You are viewing a plain text version of this content. The canonical link for it is here.
Posted to user@nutch.apache.org by qi wu <ch...@gmail.com> on 2007/05/01 04:51:32 UTC

Re: Crawling fixed set of urls (newbie question)

How many segements were generated during your crawl ? 
If you have more than one segements, then some newly parsed outlinks in the page might be appended to crawldb.
To prevent this,you can try  updatedb with option "-noAddtions"  in nutch91.
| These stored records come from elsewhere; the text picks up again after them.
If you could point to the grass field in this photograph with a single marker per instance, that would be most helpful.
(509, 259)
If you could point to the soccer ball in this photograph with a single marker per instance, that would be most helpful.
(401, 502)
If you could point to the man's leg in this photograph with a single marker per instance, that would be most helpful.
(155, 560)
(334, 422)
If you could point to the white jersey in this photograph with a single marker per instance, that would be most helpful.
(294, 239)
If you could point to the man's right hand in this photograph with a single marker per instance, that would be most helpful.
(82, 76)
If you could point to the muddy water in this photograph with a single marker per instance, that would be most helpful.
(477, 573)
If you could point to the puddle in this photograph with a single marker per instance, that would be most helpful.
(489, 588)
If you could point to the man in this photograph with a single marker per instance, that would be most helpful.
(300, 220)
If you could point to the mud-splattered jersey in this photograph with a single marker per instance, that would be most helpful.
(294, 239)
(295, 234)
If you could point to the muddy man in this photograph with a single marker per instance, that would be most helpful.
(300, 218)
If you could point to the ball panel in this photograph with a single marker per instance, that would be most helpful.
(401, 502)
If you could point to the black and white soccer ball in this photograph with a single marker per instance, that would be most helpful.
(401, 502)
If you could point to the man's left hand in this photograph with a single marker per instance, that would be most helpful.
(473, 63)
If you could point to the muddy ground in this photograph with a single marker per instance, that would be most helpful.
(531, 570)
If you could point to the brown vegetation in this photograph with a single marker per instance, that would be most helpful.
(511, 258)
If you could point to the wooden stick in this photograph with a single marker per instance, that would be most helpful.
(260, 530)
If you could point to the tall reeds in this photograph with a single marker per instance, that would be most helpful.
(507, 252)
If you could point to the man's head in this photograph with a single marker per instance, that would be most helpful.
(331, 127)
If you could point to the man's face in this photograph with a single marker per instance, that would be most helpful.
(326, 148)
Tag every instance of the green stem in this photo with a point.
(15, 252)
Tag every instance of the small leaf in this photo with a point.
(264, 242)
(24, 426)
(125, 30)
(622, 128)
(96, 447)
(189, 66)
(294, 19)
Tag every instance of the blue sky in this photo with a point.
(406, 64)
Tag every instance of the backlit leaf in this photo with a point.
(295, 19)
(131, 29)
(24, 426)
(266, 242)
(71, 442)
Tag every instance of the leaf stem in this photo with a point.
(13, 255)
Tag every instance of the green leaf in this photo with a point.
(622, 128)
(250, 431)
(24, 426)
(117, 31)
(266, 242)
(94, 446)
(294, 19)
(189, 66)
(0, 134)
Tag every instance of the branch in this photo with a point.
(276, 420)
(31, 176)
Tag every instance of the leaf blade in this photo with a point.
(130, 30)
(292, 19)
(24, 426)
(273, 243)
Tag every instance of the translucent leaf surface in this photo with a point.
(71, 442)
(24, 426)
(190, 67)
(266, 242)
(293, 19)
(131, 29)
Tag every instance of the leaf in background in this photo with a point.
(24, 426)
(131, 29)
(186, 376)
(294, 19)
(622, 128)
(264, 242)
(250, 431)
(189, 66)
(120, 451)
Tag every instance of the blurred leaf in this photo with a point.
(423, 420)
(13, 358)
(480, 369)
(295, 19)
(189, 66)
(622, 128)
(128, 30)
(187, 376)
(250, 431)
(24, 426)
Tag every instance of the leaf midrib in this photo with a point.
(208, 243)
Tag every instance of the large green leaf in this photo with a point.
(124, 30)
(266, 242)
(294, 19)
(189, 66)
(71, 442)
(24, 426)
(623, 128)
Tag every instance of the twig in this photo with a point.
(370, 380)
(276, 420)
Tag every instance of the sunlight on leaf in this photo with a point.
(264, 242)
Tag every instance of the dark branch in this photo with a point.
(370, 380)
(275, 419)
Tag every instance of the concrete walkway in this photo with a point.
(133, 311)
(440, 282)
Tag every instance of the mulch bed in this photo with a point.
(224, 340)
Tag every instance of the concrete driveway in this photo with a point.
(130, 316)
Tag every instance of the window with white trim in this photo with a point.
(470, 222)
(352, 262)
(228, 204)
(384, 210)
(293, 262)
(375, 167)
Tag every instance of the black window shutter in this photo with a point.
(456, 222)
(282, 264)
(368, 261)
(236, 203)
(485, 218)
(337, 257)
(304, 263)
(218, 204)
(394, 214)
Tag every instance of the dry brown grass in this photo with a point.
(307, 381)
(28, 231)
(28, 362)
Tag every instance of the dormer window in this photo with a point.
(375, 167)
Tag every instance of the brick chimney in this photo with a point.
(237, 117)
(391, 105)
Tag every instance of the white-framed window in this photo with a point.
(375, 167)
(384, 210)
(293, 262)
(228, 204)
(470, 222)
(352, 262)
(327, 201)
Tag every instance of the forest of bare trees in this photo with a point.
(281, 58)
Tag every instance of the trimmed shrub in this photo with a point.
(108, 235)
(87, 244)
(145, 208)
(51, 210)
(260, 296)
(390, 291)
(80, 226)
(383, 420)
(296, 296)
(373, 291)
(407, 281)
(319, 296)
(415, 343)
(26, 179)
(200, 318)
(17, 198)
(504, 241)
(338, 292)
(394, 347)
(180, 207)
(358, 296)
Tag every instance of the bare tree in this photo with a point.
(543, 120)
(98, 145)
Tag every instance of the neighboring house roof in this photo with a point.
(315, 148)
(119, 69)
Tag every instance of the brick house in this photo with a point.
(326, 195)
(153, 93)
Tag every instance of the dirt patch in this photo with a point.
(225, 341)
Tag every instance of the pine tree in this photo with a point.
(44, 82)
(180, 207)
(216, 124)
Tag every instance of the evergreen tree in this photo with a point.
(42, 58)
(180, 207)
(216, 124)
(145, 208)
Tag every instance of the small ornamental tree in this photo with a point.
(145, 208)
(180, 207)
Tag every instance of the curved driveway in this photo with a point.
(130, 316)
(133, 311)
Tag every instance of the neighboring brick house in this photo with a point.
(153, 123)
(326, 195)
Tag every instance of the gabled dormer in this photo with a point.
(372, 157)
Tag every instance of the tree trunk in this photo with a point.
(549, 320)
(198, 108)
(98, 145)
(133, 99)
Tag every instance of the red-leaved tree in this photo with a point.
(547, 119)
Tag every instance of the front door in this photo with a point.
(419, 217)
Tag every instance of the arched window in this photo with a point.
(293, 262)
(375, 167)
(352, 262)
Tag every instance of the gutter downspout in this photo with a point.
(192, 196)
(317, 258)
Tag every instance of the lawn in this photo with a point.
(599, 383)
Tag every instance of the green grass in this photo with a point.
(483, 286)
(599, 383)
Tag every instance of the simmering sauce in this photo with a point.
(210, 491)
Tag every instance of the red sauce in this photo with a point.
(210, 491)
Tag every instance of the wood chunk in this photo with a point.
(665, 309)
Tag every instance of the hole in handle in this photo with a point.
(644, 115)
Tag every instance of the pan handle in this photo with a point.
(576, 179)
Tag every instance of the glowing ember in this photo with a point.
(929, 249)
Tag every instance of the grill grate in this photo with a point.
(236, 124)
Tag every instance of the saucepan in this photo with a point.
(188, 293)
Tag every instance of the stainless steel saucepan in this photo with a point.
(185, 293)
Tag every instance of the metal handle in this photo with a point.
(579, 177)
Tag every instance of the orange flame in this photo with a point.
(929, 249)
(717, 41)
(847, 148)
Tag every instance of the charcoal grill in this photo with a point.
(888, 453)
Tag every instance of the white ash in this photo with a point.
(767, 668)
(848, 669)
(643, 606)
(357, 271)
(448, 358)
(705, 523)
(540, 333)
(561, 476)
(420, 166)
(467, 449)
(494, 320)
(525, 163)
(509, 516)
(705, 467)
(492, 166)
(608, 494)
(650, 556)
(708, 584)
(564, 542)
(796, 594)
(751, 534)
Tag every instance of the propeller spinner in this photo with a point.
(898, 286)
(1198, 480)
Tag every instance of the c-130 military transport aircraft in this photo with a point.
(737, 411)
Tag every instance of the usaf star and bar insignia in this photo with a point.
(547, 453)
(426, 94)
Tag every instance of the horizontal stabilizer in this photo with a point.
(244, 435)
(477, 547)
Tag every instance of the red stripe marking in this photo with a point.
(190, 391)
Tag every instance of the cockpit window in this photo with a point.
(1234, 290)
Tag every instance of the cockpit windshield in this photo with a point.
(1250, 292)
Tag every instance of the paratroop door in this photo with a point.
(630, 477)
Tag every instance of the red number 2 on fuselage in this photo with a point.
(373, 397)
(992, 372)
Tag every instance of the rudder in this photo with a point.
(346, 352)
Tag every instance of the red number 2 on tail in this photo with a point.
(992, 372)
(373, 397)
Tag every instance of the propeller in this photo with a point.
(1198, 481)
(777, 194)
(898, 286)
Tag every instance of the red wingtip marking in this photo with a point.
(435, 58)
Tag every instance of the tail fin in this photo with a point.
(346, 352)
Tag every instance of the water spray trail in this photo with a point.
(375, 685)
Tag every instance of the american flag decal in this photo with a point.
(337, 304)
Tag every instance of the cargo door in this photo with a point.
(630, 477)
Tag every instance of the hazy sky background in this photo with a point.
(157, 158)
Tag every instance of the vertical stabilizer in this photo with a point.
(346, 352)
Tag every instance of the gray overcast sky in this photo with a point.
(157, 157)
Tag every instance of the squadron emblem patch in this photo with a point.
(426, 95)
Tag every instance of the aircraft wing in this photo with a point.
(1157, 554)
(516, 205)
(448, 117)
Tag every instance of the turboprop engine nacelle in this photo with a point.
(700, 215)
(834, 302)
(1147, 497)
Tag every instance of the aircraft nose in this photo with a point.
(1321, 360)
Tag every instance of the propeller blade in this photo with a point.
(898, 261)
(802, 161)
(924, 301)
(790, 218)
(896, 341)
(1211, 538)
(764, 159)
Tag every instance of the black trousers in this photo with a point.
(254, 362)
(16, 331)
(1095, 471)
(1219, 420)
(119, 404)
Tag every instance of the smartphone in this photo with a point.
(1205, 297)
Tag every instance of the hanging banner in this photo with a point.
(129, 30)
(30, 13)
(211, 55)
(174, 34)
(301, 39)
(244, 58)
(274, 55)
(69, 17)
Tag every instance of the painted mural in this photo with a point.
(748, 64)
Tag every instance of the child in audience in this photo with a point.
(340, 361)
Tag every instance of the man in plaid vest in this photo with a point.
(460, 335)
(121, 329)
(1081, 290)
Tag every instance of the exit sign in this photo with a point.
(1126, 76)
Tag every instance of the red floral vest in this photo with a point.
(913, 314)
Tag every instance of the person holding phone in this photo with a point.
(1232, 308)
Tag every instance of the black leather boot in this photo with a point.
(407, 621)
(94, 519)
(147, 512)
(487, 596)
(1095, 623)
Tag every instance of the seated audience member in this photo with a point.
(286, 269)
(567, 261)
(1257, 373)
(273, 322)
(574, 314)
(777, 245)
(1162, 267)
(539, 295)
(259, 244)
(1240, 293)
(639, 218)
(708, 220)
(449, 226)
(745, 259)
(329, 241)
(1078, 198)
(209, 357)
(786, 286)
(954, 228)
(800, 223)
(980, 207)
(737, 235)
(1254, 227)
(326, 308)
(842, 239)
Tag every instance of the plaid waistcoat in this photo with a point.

----- Original Message ----- 
From: "Somnath Banerjee" <so...@gmail.com>
To: <nu...@lucene.apache.org>
Sent: Monday, April 30, 2007 11:12 PM
Subject: Crawling fixed set of urls (newbie question)


> Hi,
> 
>    I thought I have a very simple requirement. I just want to crawl a fixed
> set of 2.3M urls. Following the tutorial I injected the urls in the crawl
> db, generated a fetch list and started fetching. After 5 days I found it has
> fetched 3M pages and fetching is still going on. I stopped the process and
> now looking at the past posts in this group I just realized that I lost 5
> days of crawl.
> 
>    Why it fetched more pages than it has in the fetch list. Is it because I
> left the value of "db.max.outlinks.per.page" as 100. Also in the crawl
> command I didn't specify the "depth" parameter. Can somebody please help me
> in understanding the process. In case it is already discussed if possible
> please point me to the appropriate post.
> 
>    From this mailing list what I gathered that I should generate small set
> of fetch lists and merge the fetched contents. Since I my url set is fixed I
> don't want nutch to discover new urls. My understanding is  "./bin/nutch
> updatedb" will discover new urls and next time I do "./bin/nutch generate"
> it will add those discovered urls in the fetch list. Given that I just want
> to crawl my fixed list of urls what is the best way to do that.
> 
> Thanks in advance,
> -Som
> PS: I'm using nutch-0.9 in case that is required
>

Re: Crawling fixed set of urls (newbie question)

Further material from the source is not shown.